# 18350 Sigelei Pipe



## kimbo (18/7/14)

Hi

Can anyone help me please. I want to make or ask someone to make one for me. As the title say a 18350 pipe for the sigelei. As i understand it is just a short piece of SS pipe with the same threat. I tried the Nemesis but the threat on the Nemesis is much to fine. Can someone with a sigelei or that has access to one just mesure the threat for me please

Thx


----------



## kimbo (18/7/14)

On this pic you can see the tread is allot "rougher"


----------



## drew (18/7/14)

How about this? www.ebay.com/itm/Telescopic-Tube-for-Sigelei-20W-30W-Sigelei-Legend-2-/161311780344?pt=LH_DefaultDomain_0&hash=item258eee6df8

If you can find the telescopic tube that comes with the sigelei legend, that will also work.

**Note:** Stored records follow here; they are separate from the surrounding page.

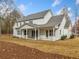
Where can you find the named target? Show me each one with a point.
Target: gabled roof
(34, 16)
(68, 22)
(55, 20)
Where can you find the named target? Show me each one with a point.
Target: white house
(43, 26)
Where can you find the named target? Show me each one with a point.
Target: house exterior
(75, 28)
(43, 26)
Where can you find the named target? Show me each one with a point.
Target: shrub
(72, 36)
(63, 37)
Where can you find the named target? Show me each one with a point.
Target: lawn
(68, 47)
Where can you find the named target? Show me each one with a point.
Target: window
(24, 32)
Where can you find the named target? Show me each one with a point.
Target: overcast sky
(32, 6)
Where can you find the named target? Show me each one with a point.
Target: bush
(72, 36)
(63, 37)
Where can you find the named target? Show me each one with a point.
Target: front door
(46, 33)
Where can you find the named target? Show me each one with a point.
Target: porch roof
(34, 16)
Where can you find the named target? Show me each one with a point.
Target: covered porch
(38, 33)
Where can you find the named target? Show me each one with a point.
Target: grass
(68, 47)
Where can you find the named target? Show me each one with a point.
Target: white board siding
(44, 20)
(60, 31)
(26, 27)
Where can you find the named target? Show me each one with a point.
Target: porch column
(38, 33)
(21, 33)
(26, 34)
(35, 33)
(53, 32)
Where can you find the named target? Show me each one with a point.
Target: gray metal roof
(54, 20)
(68, 22)
(35, 16)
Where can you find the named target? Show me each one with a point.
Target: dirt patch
(14, 51)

Just gotta be careful with 18350's, don't expect to push high wattage.


----------



## kimbo (18/7/14)

drew said:


> How about this? www.ebay.com/itm/Telescopic-Tube-for-Sigelei-20W-30W-Sigelei-Legend-2-/161311780344?pt=LH_DefaultDomain_0&hash=item258eee6df8
> 
> If you can find the telescopic tube that comes with the sigelei legend, that will also work.
> 
> Just gotta be careful with 18350's, don't expect to push high wattage.


 
Tx @drew .. i saw that as well and was thinking about it but a to get a small pie of SS pipe and cut the thread will be allot cheaper


----------



## ET (18/7/14)

yeah you try and find the right diameter stainless steel pipe. i still haven't. my suggestion, find the pipe first


----------



## kimbo (18/7/14)

ET said:


> yeah you try and find the right diameter stainless steel pipe. i still haven't. my suggestion, find the pipe first


 
Ok


----------



## ET (18/7/14)

kimbo said:


> Ok


 
best so far i have been able to find that actually fits an 18650/18350 sized battery without a bucketload of battery rattle happening has been aluminium pipe. @mbera has some done by one of his mates a while ago, maybe poke him


----------



## kimbo (18/7/14)

ET said:


> best so far i have been able to find that actually fits an 18650/18350 sized battery without a bucketload of battery rattle happening has been aluminium pipe. @mbera has some done by one of his mates a while ago, maybe poke him


 

Tx I will see if i can get the size of the pipe


----------



## ET (18/7/14)

will also need to either properly measure or google the thread specs of your siglei, once you have your pipe section and thread needed, a machine shop or ballie with the proper tools will sort you out in no time.


----------



## kimbo (18/7/14)

http://www.ebay.com/itm/STAINLESS-S..._Metalworking_Supplies_ET&hash=item3a871d8233

I think this will do for ID and OD, will start looking local


----------



## kimbo (18/7/14)

@ET , why not something like this






I think the sigelei will look epic with a wooden bottom, so who is the wood working master around here

Reactions: Like 1


----------



## ET (18/7/14)

figure that is more a wooden inlay on metal but i get your point. now just figure out how to mount your sig's control head on a wooden battery housing and you are sorted


----------



## Cat (18/7/14)

you can add a couple mm to batteries with heatshrink.

Reactions: Informative 1


----------



## ET (19/7/14)

Cat said:


> you can add a couple mm to batteries with heatshrink.


 
aye as long as they can fit in your charger afterwards


----------



## Sir Vape (19/7/14)

kimbo said:


> @ET , why not something like this
> 
> 
> 
> ...


 
That is a beauty

Reactions: Agree 1


----------